The patient was treated medically with topical anti-inflammatory and antihypertensive medications until urgent uneventful extracapsular cataract surgery with posterior chamber lens implantation could be performed. Visual acuity recovered to 20/60, intraocular inflammation resolved, and IOP returned to normal without medications. Unfortunately, he died of complications related to his cancer 6 weeks after surgery. The eye was not obtained post mortem.

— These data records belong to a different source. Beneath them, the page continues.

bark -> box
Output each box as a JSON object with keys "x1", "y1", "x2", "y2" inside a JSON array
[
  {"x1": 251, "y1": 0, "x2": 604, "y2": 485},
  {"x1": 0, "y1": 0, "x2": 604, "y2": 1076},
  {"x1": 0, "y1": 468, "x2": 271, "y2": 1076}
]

Diagnostic considerations in a patient with acutely elevated IOP associated with hypopyon and a medical history of active metastatic cancer include microbial forms of inflammation related to immunosuppression, metastatic carcinoma to the iris and ciliary body, and non-microbial forms of inflammation, such as lens induced uveitis, unrelated to the neoplastic disorder. Conventional B-scan ultrasonography did help partially to clarify the differential diagnosis by ruling out a posterior segment tumour. UBM revealed partial collapse of the lens, indicative of probable liquefaction of the lens cortex, leakage of lens material into the aqueous, and showed no evidence of metastatic processes. UBM findings were complementary to the conventional B-scan ultrasonography in this case and led to the presumptive diagnosis of phacolytic glaucoma and subsequent prompt, appropriate, and effective treatment for this disorder.3
In eyes with acutely elevated IOP and opacification of the anterior optical media, UBM should be considered a potentially helpful diagnostic adjunct.